Axiom Verge15.05.2015, Jan Wöbbeking

Im Test: Klassisch oder altbacken?

Ori ist euch zu modern? Shantae zu bunt und albern? Entwickler Thomas Happ will Retro-Fans die volle Ladung Metroid-Flair verschaffen, inklusive grobpixeligem Düster-Design wie auf dem (S)NES. Wir überprüfen, wie sich das klassische Action-Adventure im Vergleich zur modernen Konkurrenz schlägt.
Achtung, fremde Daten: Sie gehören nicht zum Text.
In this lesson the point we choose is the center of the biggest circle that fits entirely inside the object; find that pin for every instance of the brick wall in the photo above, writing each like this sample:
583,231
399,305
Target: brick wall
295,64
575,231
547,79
Pixelige Hommage an Metroid

Komplett klassisch bleibt das Spieldesign übrigens nicht: Nach einem Unfall in einem Labor wacht ein Wissenschaftler in einer geheimnisvollen Alien-Welt auf, die aber nicht nur von bizarren Kreaturen, sondern auch von flackernden Pixelfehlern heimgesucht wird. Ich will nicht zu viel verraten, aber die Glitches sind kein rein kosmetisches Element, sondern auf coole Weise ins Spieldesign eingebunden. Ist dies ein entfernter Planet? Eine entfernte Zukunft? Oder eine komplexe Computersimulation? Dieser Frage muss ich im Laufe des Abenteuers auf den Grund gehen, während ich durch Unmengen unterirdischer Gänge laufe. Im Metroid-Stil eröffnen mir gefundene Waffen und Fähigkeiten neue Abschnitte: Mit dem höheren Sprung z.B. erreiche ich ein Anhöhe, ein technisches Gadget lässt mich durch Wände beamen und auch die bereits erwähnten Pixelfehler bringen mich an neue Orte. Geheimnisvoll wirken auch die großen humanoiden Robo-Gesichter, die an futuristischen Streben aus der Wand ragen. Nach und nach erfahre ich, wie sie mit der Welt verbunden sind und an welche Orte ich mich möglichst nicht wagen sollte (die ich natürlich trotzdem prompt erforsche).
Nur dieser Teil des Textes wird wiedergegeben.